# Is paying for a crossover modification worth the cost?



## Todd Anderson (Jul 24, 2009)

I've been in contact with a guy that sells crossover modifications (and DIY mod kits) for Polk Audio RTiA speakers... which I own.

The modification quotes he's given to me (for my L, C, and R speakers) are roughly equivalent to the original cost of those three speakers: $1100.

I've questioned him on the logic of spending that kind of money on moding, when the speakers cost that much in the first place... his response was that Polk's cabinets, drivers and tweeters are rock solid but that their crossover components are very cheap. Claiming that a mod crossover kit will improve imaging, micro details in sound (less smearing of high details), improved bass response, refinement... and a less bright.

This is a whole new realm for me. Curious to hear all of your thoughts.

Thanks!


----------



## Zeitgeist (Apr 4, 2009)

I'd probably just put that money toward a new pair.

While I think that the cabinets, drivers, etc are OK, spending $1100 on crossovers, or whatever he would do - sounds extremely high.
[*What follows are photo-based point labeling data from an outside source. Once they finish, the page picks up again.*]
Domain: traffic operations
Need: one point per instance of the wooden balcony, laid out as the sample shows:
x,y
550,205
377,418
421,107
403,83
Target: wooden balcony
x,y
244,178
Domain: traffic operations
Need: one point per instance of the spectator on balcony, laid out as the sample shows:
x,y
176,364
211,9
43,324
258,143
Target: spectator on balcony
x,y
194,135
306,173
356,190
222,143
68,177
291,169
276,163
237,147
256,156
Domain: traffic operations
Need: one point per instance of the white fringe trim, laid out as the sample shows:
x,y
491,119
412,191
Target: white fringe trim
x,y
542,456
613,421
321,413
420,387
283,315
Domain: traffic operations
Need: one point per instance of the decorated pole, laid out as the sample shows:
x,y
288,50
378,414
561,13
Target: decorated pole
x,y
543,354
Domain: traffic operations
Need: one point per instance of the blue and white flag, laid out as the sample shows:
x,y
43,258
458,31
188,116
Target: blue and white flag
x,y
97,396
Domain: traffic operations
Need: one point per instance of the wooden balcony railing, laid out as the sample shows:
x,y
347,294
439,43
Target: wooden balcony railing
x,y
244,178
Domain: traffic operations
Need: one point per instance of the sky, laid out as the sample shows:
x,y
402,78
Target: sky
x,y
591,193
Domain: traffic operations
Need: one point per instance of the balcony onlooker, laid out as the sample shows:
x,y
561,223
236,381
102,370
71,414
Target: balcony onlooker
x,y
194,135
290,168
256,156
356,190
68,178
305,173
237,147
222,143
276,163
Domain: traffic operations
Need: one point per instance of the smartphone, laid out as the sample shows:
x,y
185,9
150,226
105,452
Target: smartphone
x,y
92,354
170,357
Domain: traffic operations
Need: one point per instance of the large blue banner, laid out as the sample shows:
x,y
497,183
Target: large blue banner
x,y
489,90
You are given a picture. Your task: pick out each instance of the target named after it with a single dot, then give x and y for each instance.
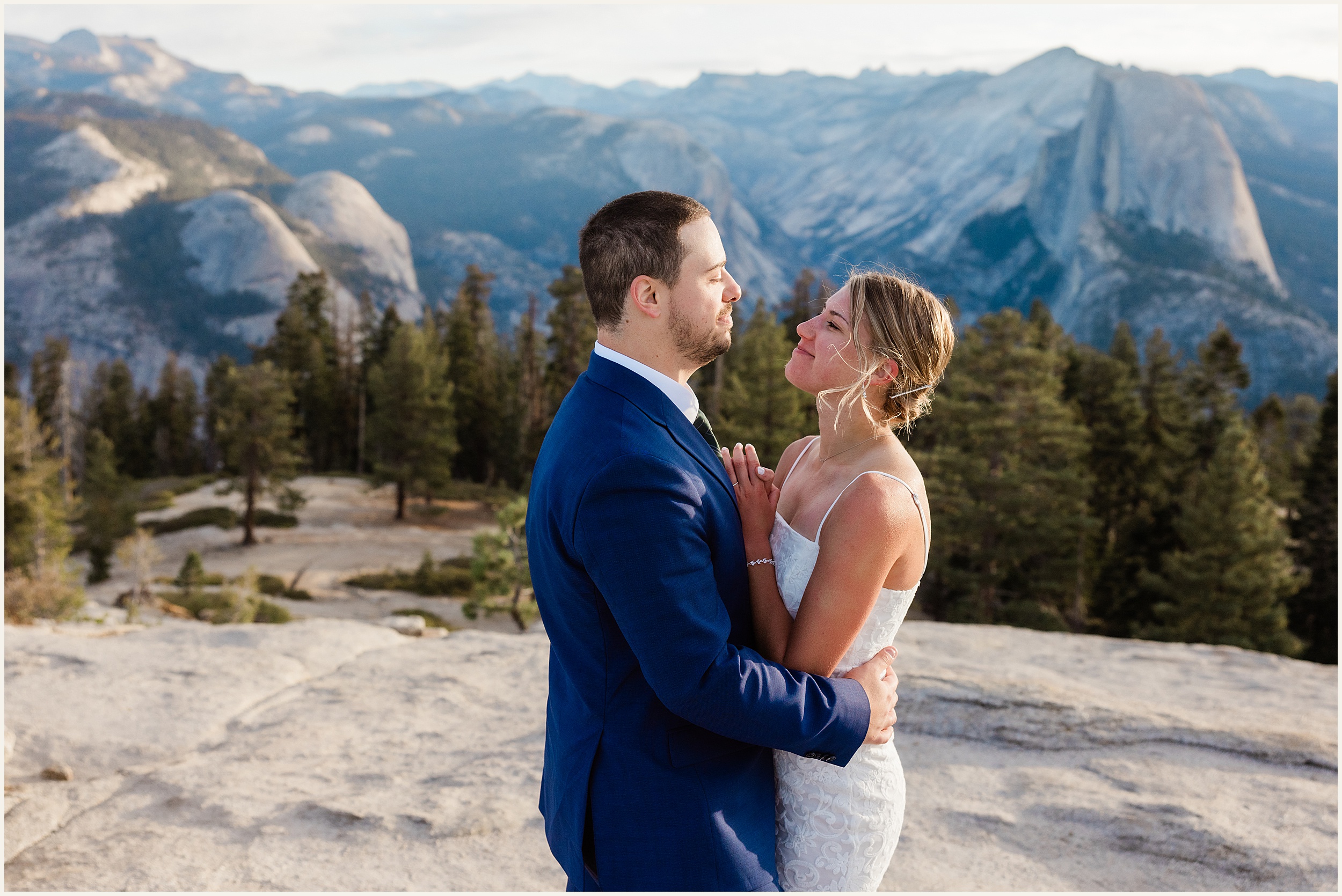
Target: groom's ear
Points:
(647, 297)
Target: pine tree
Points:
(109, 407)
(1106, 391)
(474, 371)
(172, 417)
(1231, 580)
(305, 347)
(1285, 435)
(758, 406)
(254, 431)
(529, 391)
(572, 337)
(53, 401)
(801, 306)
(1215, 384)
(411, 427)
(1168, 431)
(1314, 609)
(37, 535)
(49, 380)
(109, 513)
(1004, 459)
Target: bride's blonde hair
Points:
(894, 320)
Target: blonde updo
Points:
(902, 322)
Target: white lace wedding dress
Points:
(838, 825)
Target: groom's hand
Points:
(879, 682)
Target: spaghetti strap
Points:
(814, 440)
(911, 493)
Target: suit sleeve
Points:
(640, 534)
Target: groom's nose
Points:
(732, 291)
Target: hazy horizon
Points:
(341, 47)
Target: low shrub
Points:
(1032, 615)
(50, 594)
(431, 620)
(272, 613)
(446, 578)
(270, 519)
(222, 517)
(227, 605)
(274, 586)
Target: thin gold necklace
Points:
(850, 449)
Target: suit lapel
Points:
(654, 403)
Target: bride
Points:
(836, 552)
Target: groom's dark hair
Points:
(632, 237)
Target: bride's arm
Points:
(757, 500)
(866, 537)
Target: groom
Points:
(661, 719)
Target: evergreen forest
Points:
(1121, 491)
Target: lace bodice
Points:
(838, 827)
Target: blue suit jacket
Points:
(661, 715)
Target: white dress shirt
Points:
(681, 395)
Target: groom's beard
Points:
(698, 347)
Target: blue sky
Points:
(337, 47)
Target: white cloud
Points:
(337, 47)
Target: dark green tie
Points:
(705, 428)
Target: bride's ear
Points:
(887, 372)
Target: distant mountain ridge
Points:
(1112, 194)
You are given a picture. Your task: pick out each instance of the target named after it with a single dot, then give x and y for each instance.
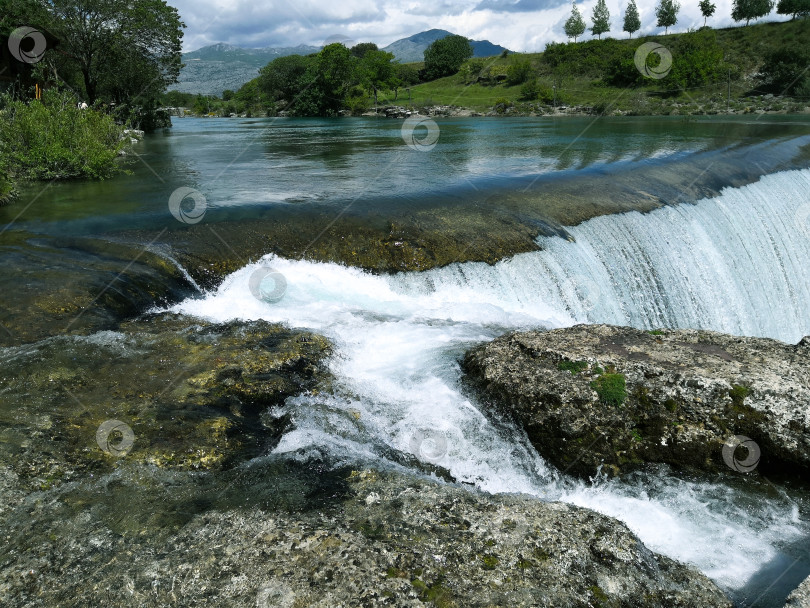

Expensive specialty caps aren't going to transform your speakers to something that they're not.

A good crossover is important, but so is everything else.

I'd expect some improvement with better crossovers, but I'm not sure about $1100 worth.


----------



## ALMFamily (Oct 19, 2011)

I agree with Jim - that sounds like quite a bit for what you are getting. If it were me, I would also put that toward a new pair - that is what I spent for my Salk Songtowers and the CC used.


----------



## Todd Anderson (Jul 24, 2009)

Interesting... I was kind of assuming that might be the case.

Don't get me wrong... I like my Polks, the majority of the time they sound fabulous. Every once in a while I find a movie that sounds a bit bright... could be the source material? 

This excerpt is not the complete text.